Sustained by this curiosity, Joseph obtained a master’s degree in marine geology from Oregon State University, where he studied how fluids migrate through the oceanic crust and into the ocean. He conducted his research as part of the National Energy and Technology Laboratory (NETL) Professional Internship Program (PIP), managed by the Oak Ridge Institute for Science and Education. After nearly three years in the PIP program, he transitioned to a NETL postgraduate researcher through the NETL Postgraduate Research Program in April 2012. His current goal is to conduct a baseline analysis of the impact hydrofracking the Marcellus Shale has on groundwater.
“Currently, we are developing experimental methods to analyze metal mobility and potential sources of groundwater contamination during hydrofracking operations within the Marcellus Shale,” he said.
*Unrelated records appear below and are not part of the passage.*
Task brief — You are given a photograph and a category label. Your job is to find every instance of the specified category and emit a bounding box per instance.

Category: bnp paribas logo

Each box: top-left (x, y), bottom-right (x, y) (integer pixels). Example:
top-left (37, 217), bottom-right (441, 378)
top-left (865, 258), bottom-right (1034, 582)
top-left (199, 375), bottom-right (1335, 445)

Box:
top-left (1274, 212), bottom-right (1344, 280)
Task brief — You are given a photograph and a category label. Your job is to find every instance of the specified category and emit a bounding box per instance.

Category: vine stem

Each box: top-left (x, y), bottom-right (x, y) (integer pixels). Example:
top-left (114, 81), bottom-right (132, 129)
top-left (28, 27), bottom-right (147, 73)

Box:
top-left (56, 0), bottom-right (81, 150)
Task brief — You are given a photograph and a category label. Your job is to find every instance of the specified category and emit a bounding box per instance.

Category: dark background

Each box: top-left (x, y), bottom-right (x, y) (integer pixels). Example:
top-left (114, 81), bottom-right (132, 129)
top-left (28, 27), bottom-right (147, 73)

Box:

The Marcellus Shale is a formation of sedimentary rock stretched across eastern North America. The most recent U.S. Geological Survey assessment estimates the shale contains about 3.4 billion barrels of natural gas liquids.
“We are trying to get an idea of how drilling into shale gas formations like the Marcellus Shale is influencing the world around us,” said Joseph.
Ideally, his research could be used by drill operators to minimize potential environmental impacts of natural gas extraction.
To extract natural gas, the industry uses a process called hydraulic fracturing, or hydrofracking, which injects “fracturing fluid” among other inputs at high pressure into the earth to shatter the rock deposits and release the gas. When this fluid resurfaces, it has the potential to carry contaminants that could be deposited into the environment.
“I have developed a few different laboratory experiments where we are looking at what metals and other elements get liberated when the Marcellus Shale—which hasn’t been exposed to oxygen for hundreds of millions of years—is exposed,” he said.
One of these experiments subjects a sample of the Marcellus Shale to various fluids in a high-temperature, high-pressure setting to simulate what happens to it thousands of feet below the surface. During the course of a few weeks, he can develop a time-resolved analysis of which contaminants, if any, leach out. His hypothesis is that the shale formation contains certain metals like lead, chromium, uranium and arsenic.
“When certain metals are exposed to different types of fluids, particularly if oxygen is introduced into the system, these metals may change form and be rendered mobile,” said Joseph.
His time at NETL is split between his computer and hands-on research in the safety-goggles setting. He develops research methods, then implements and improves upon those methods in the lab.
“The tools that I am using can be applied to a wide variety of environments where element mobilization and environmental impacts of fluid-rock interaction are of concern, including coal mines, offshore or onshore oil wells and geothermal energy wells,” he said.
He also gets to network with microbiologists, chemists and other scientists whose research focuses on the Marcellus Shale.
“Gaining the experience at NETL with people who have been in the research sciences for many, many years—and having the ability to collaborate and learn with them—has been beyond helpful,” he said. “The insight gathered from each of the disciplines can be combined to form a holistic understanding of the impact of natural gas drilling on the environment.”
By the time the program ends, Joseph hopes to look back and see that he contributed meaningful, impactful research to the larger body of knowledge surrounding geological systems.
“Eventually, I plan to start my own geologic and environmental consulting firm; I am considering going back to school for a doctorate degree,” he said. “For the meantime, I am using research at NETL as a way to diversify my understanding of different experimental and analytical techniques.”